I searched the web & all the XP reference manuals Chapters had for sale
(in 2 locations, different selections), for any clue of how to restore a
system when all you have is an image of the flat files system. (My old
drive just wouldn't even get up far enough to run any repairs, and ...
copying files off it with an NTFS resusitator was finding more & more
hard errors, each separate time it was run. I didn't have a hope of
getting a system up long enough to create another backup. I did have a
flat image of the system stored on an external drive.) I found a nice
hack to swap versions of Windows on the same machine, but... it
contained no instructions on how to reset the H/W checksums, & simply
noted that if your hard drive crashed, you had big problems, would have
to replace your disk. Many of the manuals noted that the Home version (I
have Pro) of XP doesn't even default to loading the backup S/W; this was
attributed to Microsofts perception that home users won't care if they
have to rebuild their system. All the sources noted that the built-in
backup would not back up your S/W, that you'd have to re-install all
that. (And re-configure it too.)

Note that none of this is a bug: Microsoft's licence specifically states
that you are permitted one and only one backup copy of it's S/W, and
that if you have installation CDs, then those are your backup.

Having concluded that there was no way of fully restoring the OS, S/W
and all, I decided to try to focus on how to recover my userids and all
of the setting they have. (I was figuring that for future restores, I
could at least do that, off a backup.) Although it did initially appear
that I might be able (with serious poking and prodding) to create new
userids with the same names as my old ones, and swap out the files from
underneath them, some things didn't quite work right. Then I discovered
that Microsoft inserts into some of it's files, nice little directives
indicating that portions of the files should be deleted on copy. And
sure enough, entire chunks of files will disappear, if they are copied.

Which is when I threw in the towel.

Note that large corporations, can get a different type of licence, which
allows them to create standard images and distribute those, S/W & all to
their machines.
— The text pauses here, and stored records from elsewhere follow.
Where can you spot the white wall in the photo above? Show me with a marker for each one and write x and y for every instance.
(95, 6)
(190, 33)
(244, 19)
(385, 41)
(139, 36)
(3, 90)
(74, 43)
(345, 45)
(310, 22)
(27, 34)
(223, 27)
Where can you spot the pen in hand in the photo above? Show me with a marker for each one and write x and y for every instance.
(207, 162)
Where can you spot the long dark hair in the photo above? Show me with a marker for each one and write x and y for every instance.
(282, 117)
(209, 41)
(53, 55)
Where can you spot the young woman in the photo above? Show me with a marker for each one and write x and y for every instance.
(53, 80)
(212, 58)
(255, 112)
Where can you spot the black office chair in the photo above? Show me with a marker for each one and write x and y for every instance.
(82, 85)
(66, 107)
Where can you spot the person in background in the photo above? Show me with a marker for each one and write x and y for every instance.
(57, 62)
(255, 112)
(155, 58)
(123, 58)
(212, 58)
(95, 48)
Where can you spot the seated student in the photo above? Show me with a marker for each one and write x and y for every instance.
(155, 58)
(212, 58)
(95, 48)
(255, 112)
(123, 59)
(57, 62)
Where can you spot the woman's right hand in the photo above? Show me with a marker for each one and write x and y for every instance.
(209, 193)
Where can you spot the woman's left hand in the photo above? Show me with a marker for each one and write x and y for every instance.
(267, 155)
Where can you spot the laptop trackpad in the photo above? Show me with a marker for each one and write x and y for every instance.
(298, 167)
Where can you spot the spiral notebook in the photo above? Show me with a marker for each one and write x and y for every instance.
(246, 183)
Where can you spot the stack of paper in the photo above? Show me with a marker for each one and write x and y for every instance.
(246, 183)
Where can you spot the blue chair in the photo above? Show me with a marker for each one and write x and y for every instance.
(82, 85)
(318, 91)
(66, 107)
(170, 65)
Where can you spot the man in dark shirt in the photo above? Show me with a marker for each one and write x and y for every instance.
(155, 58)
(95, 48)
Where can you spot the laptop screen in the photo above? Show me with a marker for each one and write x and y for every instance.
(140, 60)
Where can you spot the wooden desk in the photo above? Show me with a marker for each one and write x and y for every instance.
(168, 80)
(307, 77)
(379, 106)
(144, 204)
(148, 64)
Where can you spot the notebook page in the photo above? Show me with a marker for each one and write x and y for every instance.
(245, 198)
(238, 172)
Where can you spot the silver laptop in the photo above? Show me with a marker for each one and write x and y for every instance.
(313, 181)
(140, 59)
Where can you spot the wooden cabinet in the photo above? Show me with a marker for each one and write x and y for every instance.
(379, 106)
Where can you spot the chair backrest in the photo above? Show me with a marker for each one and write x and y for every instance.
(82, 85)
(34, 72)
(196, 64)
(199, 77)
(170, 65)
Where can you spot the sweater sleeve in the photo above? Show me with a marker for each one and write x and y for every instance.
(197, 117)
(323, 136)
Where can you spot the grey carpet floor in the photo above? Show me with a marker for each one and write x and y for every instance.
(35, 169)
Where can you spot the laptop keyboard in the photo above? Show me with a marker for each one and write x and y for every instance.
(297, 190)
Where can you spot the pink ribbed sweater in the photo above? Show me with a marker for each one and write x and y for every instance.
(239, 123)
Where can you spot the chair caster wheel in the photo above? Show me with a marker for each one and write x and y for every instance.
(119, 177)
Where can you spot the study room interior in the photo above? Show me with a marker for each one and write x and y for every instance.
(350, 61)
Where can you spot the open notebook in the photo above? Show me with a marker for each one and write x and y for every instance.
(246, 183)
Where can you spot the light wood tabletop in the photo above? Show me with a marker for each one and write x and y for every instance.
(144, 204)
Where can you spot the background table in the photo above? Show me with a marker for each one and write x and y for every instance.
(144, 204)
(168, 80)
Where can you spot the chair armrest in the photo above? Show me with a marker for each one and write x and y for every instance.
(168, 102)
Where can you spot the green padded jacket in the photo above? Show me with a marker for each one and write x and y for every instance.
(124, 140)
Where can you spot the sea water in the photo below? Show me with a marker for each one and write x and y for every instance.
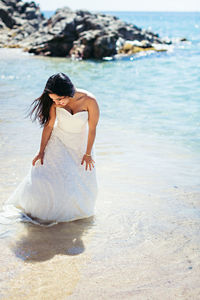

Which would be why Microsoft doesn't have to care about
restore complaints from corporate customers.

But for ordinary people, trying to use a machine either at home or at a
small business, there's no hope. I observe that any small business that
went through what I just went through, would be lucky to survive
financially.

The bottom line, is that there is no way to reliably back up your XP
system, to guard against H/W failure. It is just a matter of time,
before some component (eg. hard drive) fails. Since most of the power of
XP comes from the customizations you can do, you're forced to choose
between alotting time & resources to do all of the reconfiguring over
again, preiodically, as things break or need replacing. Or avoid using
the full power of XP. Which promptly begs the question, "Why are you
using that operating system?"

All I can do at this point, is share this experience as far and as
widely as possible, and hope that others avoid the mistake of investing
anything at all, into an XP system.

Please spread the word.

(Yes, I'm looking into migrating to Linux).